Billionaire Ron Baron tells investors how they can beat computer traders

Individual investors should not throw in the towel, thinking they can’t beat the widespread computer trading on Wall Street, billionaire buy-and-hold investor Ron Baron told CNBC on Friday.

The complex algorithms create a high-tech herd mentality in stocks on a daily basis, Baron said. He added that people who do their homework on companies with bright futures can profit in the long run.

Baron appeared on “Squawk Box” from the sidelines of his annual investment conference in New York.

Baron said when he sees stocks all going up one day and all down the next, that’s not trading on fundamentals. “That’s trading on computers. The computers are making stocks go up and down.”

“If everything trades together … [and] you can figure out which businesses will become much different in the future than they are today, much bigger than they are today, that’s opportunity,” said the founder of Baron Capital, which has nearly $21 billion in assets under management.
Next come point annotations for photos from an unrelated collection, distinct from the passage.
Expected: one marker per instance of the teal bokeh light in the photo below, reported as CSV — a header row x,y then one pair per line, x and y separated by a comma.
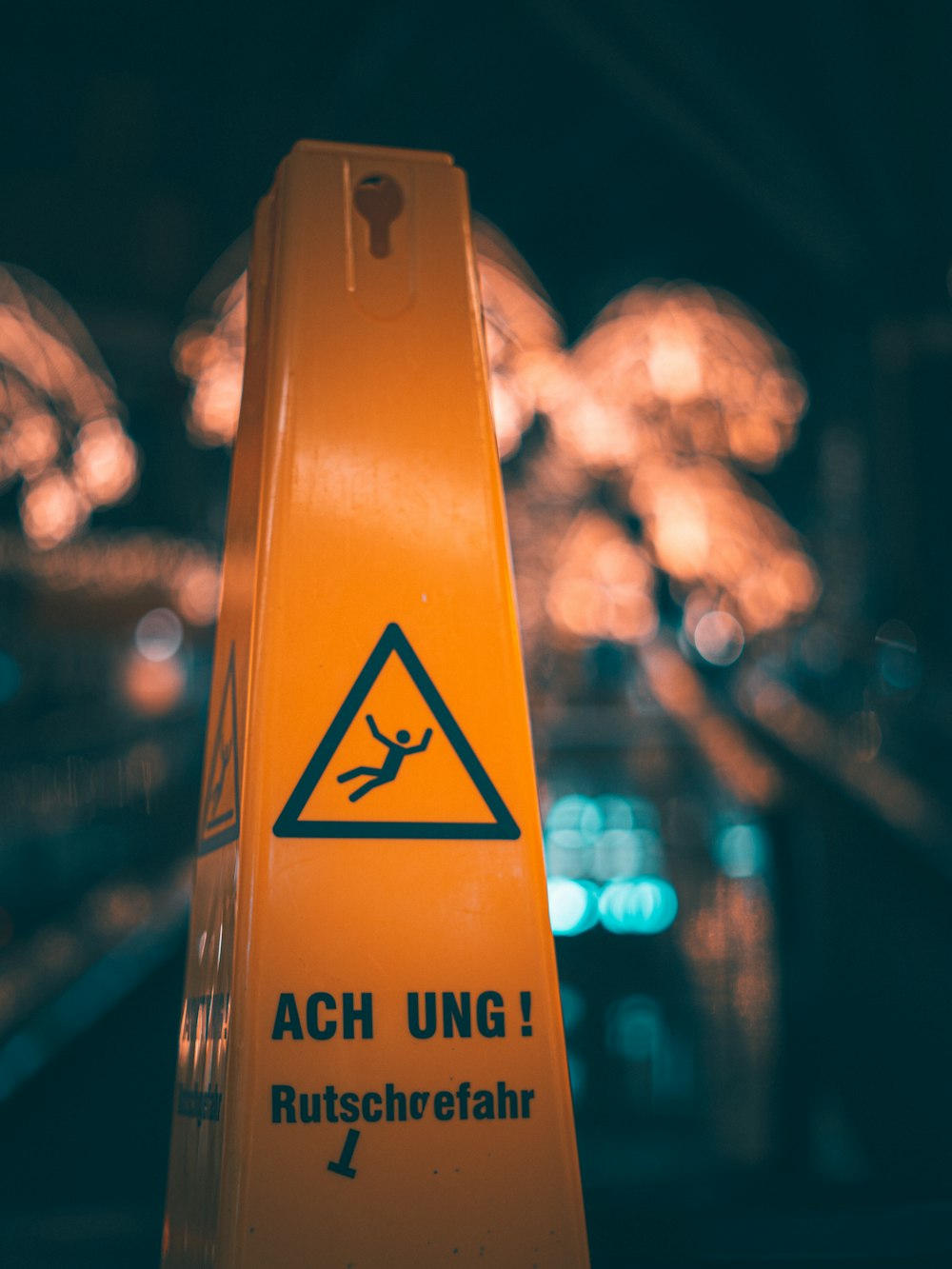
x,y
643,905
573,905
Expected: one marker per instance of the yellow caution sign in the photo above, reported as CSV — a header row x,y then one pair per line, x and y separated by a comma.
x,y
372,1067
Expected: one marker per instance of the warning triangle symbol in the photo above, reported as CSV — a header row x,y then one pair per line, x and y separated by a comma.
x,y
221,807
395,764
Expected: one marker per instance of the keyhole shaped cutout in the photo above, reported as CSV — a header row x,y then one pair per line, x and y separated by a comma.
x,y
380,201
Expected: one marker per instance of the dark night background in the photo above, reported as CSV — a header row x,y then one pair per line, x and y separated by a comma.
x,y
795,156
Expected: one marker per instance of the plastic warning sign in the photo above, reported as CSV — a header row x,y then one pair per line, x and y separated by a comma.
x,y
221,803
395,763
371,1061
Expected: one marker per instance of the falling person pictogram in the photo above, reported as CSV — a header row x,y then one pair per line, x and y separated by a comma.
x,y
387,772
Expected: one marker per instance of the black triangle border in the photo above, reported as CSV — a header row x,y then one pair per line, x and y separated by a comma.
x,y
289,823
232,830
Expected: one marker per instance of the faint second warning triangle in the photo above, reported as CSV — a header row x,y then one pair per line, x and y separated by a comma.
x,y
395,763
221,806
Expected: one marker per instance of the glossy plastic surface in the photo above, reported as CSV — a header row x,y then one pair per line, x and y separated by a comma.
x,y
392,1077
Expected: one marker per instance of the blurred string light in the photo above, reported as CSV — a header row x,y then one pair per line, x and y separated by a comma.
x,y
61,430
185,572
668,391
635,480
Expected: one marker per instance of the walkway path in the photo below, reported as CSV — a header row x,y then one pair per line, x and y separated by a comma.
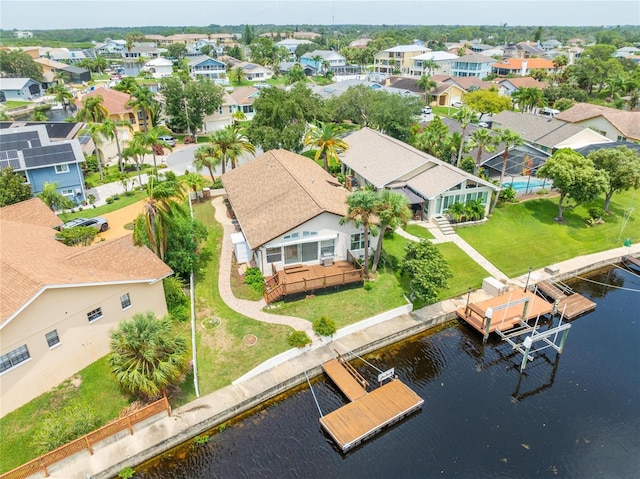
x,y
251,309
462,244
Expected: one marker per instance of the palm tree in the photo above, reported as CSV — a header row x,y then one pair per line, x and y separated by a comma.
x,y
61,95
326,138
483,140
136,151
231,144
99,132
510,139
394,212
92,110
142,101
362,206
207,156
195,181
426,84
162,206
147,355
113,126
151,138
464,115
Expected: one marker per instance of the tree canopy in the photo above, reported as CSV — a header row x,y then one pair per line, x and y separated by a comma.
x,y
13,187
575,177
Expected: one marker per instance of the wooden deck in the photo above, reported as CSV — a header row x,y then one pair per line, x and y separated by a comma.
x,y
504,319
298,279
345,381
363,418
575,305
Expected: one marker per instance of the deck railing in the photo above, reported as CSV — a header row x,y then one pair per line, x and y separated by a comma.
x,y
87,441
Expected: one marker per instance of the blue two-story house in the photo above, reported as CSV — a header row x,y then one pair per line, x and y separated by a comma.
x,y
30,151
207,67
472,65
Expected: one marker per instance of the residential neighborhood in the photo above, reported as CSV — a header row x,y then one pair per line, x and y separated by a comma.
x,y
259,202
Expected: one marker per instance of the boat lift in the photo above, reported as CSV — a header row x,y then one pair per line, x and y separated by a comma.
x,y
533,335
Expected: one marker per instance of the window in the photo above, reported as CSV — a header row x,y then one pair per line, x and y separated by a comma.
x,y
94,315
52,338
13,358
327,247
274,255
125,301
357,241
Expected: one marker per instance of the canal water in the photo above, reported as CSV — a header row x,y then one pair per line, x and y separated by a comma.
x,y
576,415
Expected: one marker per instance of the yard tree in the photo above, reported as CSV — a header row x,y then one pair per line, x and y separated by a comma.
x,y
326,138
510,139
487,101
147,355
17,64
52,198
230,144
188,102
427,270
575,177
207,156
13,187
464,116
393,212
362,206
282,116
160,210
622,164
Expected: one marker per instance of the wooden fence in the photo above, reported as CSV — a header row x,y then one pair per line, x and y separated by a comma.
x,y
87,442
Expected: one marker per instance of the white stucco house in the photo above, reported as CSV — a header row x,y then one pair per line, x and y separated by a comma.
x,y
289,211
430,185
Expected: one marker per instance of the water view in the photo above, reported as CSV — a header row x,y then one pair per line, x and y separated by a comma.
x,y
576,415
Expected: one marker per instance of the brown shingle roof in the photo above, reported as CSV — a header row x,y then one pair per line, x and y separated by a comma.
x,y
279,190
626,122
32,260
114,101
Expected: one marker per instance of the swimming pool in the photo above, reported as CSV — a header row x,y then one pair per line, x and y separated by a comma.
x,y
529,184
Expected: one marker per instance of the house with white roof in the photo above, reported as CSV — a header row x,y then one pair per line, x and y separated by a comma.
x,y
397,58
442,59
430,185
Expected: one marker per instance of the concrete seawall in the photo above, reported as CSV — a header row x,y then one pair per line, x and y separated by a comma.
x,y
214,409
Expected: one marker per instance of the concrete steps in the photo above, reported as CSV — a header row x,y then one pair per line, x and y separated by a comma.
x,y
444,225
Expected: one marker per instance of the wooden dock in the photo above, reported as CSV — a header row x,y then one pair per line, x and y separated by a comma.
x,y
509,308
367,413
575,305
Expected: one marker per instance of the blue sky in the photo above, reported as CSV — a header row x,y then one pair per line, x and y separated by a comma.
x,y
53,14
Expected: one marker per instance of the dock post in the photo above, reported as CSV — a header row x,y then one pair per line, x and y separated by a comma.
x,y
527,344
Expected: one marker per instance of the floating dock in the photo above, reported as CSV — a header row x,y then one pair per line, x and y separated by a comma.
x,y
368,413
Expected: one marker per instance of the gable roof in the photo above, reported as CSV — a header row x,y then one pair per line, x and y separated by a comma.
x,y
279,190
626,122
32,260
383,160
548,132
113,100
517,64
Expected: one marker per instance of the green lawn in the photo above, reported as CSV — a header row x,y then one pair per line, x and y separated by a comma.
x,y
222,356
419,231
350,305
523,235
96,390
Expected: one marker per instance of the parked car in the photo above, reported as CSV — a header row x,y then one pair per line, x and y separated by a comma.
x,y
171,141
99,223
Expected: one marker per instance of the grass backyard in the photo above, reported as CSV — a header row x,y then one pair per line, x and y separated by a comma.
x,y
523,235
89,388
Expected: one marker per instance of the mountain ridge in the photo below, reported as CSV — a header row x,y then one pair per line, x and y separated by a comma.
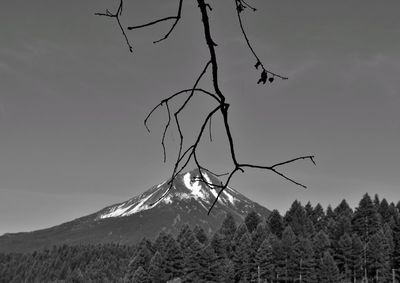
x,y
144,215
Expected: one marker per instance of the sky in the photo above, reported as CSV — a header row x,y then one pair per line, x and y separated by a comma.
x,y
73,100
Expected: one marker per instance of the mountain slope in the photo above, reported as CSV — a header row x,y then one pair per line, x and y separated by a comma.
x,y
144,215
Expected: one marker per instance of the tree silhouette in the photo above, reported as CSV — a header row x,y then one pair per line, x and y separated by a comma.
x,y
190,153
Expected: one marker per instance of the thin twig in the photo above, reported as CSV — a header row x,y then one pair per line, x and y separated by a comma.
x,y
116,15
175,18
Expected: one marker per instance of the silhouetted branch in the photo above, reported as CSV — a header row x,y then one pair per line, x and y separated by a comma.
x,y
190,153
265,72
175,18
116,15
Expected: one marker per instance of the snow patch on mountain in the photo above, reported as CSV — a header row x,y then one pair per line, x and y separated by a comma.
x,y
231,198
195,187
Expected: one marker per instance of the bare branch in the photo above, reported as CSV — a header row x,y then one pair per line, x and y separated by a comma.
x,y
116,15
184,156
239,4
175,18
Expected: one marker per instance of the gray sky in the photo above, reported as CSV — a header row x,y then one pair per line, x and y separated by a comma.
x,y
73,100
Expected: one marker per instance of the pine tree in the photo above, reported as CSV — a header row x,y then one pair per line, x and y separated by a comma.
x,y
200,235
396,249
329,273
241,258
318,217
309,209
321,244
378,258
161,241
227,231
278,258
191,250
251,220
342,226
219,245
330,214
275,223
140,276
357,257
209,267
174,262
141,258
296,218
343,209
384,211
344,256
156,272
228,227
305,261
289,251
240,231
258,236
366,219
264,259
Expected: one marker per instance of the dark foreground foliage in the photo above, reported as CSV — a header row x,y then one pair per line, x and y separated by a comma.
x,y
307,244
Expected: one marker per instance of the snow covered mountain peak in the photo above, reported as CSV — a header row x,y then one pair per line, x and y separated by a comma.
x,y
187,187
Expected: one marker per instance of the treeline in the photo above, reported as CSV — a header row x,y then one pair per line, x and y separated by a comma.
x,y
307,244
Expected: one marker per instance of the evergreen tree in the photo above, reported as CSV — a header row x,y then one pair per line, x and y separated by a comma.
x,y
384,211
378,258
140,276
275,223
227,231
329,273
241,258
228,227
156,272
289,251
318,217
357,257
227,274
330,214
191,250
377,202
396,249
258,236
296,218
365,220
161,241
141,258
343,209
321,244
200,235
309,210
251,220
174,262
209,266
240,231
344,256
264,259
219,245
305,261
342,226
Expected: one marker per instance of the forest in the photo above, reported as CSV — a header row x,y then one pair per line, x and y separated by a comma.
x,y
306,244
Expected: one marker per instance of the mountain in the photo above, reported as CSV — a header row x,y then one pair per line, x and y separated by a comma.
x,y
144,215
Baron also reiterated a theme he’s touched on in previous CNBC interviews: the power of compound interest. “Everyone’s lifestyle has improved six fold net since 1930,” he said.

He believes that trend is going to happen again, saying that’s why he holds the stocks he invests in for so long.

“Baron Growth Fund the average holding period is 12 years,” he said. “The average holding period for most mutual funds is a year, a year and a quarter; hedge funds days, weeks, months, seconds, nanoseconds, milliseconds.”

“We have a very long perspective that sees us through very difficult times,” Baron said.